If this sounds like an oxymoron to you, join the crowd.  For years, California employers have relied on the principle that plaintiffs cannot prevail under Government Code section 12940(k) for “failure to prevent” discrimination (or harassment or retaliation) if the plaintiff does not prevail on the underlying claim.  The failure to prevent cause of action has been viewed as a derivative cause of action that stems exclusively from a finding that discrimination, harassment or retaliation actually occurred.  Carter v. California Dept. of Veterans Affairs (2006) 38 Cal. 4th 914, 925, fn. 4.  The Carter rule has been used as a successful tool for employers when filing motions for summary judgment and eliminates “failure to prevent” tag-a-long claims when the underlying law is not broken.

This simmering issue has now been elevated to burning status in light of the California Supreme Court’s December 30, 2020 grant of review of Bailey v. San Francisco District Attorney’s Office (SC S265223/A153520).  In Bailey, the appellate court affirmed the trial court ruling that there was no triable issue of material fact as to Bailey’s racial discrimination, harassment, and retaliation causes of action.  Surprisingly, the initial appellate decision affirming the grant of summary judgment did not rely on the Carter doctrine, but the modified opinion did. 
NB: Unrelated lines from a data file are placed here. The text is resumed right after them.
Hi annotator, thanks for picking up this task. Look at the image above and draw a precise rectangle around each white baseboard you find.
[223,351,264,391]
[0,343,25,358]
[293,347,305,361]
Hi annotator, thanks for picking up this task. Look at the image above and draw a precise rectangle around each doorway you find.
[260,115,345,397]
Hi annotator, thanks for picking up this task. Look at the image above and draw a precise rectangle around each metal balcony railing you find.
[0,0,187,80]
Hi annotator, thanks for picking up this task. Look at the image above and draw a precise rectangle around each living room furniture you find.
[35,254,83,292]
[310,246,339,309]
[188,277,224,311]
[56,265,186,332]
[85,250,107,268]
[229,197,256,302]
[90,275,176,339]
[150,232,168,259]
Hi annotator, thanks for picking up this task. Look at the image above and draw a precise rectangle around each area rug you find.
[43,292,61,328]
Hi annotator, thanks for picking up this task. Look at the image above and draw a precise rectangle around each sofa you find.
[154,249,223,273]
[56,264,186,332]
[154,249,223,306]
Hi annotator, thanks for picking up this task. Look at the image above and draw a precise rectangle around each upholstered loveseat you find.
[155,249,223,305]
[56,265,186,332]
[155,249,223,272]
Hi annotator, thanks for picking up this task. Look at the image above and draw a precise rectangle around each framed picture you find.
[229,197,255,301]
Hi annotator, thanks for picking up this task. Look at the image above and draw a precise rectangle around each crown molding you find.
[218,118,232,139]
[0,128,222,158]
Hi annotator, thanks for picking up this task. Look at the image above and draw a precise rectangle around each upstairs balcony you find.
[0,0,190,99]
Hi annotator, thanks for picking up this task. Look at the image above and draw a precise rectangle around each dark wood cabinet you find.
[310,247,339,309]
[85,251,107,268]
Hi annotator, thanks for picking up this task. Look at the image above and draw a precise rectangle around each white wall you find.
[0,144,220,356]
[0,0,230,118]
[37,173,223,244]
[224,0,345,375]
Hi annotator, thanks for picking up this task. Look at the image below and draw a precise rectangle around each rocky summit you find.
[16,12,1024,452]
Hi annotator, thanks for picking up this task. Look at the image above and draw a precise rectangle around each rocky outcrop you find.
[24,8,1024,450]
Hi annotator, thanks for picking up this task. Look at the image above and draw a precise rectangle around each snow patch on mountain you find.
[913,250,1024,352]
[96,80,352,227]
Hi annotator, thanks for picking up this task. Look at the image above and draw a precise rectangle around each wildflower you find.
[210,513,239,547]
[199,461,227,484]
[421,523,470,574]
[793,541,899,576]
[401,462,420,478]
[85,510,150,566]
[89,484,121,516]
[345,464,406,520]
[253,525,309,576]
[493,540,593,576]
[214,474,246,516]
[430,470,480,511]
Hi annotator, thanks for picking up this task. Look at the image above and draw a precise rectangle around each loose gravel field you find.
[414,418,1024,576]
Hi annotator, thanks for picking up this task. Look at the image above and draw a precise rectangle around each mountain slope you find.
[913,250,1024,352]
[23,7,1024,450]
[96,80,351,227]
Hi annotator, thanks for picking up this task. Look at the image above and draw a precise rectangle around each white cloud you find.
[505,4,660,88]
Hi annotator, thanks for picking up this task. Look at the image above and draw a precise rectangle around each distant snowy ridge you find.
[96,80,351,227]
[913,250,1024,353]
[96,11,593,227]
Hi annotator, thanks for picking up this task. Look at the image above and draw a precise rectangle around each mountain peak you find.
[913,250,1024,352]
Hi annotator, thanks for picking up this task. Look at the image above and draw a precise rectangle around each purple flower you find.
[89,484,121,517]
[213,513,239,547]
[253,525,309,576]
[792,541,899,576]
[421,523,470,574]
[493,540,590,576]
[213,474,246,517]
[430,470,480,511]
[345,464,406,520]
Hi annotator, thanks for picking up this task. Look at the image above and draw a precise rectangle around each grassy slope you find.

The question upon which review of this unpublished opinion was granted was:  “Did the Court of Appeal properly affirm summary judgment in favor of defendants on plaintiff’s claims of hostile work environment based on race, retaliation, and failure to prevent discrimination, harassment, and retaliation?”   This broad topic includes the failure to prevent cause of action as well as whether a “single, albeit egregious, racial epithet by a co-worker, without more, created a hostile work environment,” and whether the plaintiff made a factual showing that “the conditions of her employment were so altered by the one slur by her co-worker as to constitute actionable harassment.” 

Plan of Action

If the Court rules that a failure to prevent cause of action can proceed even if discrimination, harassment, or retaliation have not been proven, an employer’s efforts to stop illegal conduct will become even more important.  Not only should a zero tolerance policy be adopted, but the policy must also be implemented in a meaningful way by ensuring that employees and supervisors are well-trained, effective oversight occurs, the complaint process fulfills its mission, retaliation is prevented, and remedial corrective action is taken.

Regardless of how the Bailey decision turns out (a ruling is not expected until 2022), the importance of harassment prevention policies should not be underestimated.  Employers are advised to review, revise, and republish harassment prevention policies and retrain supervisors and employees on those policies.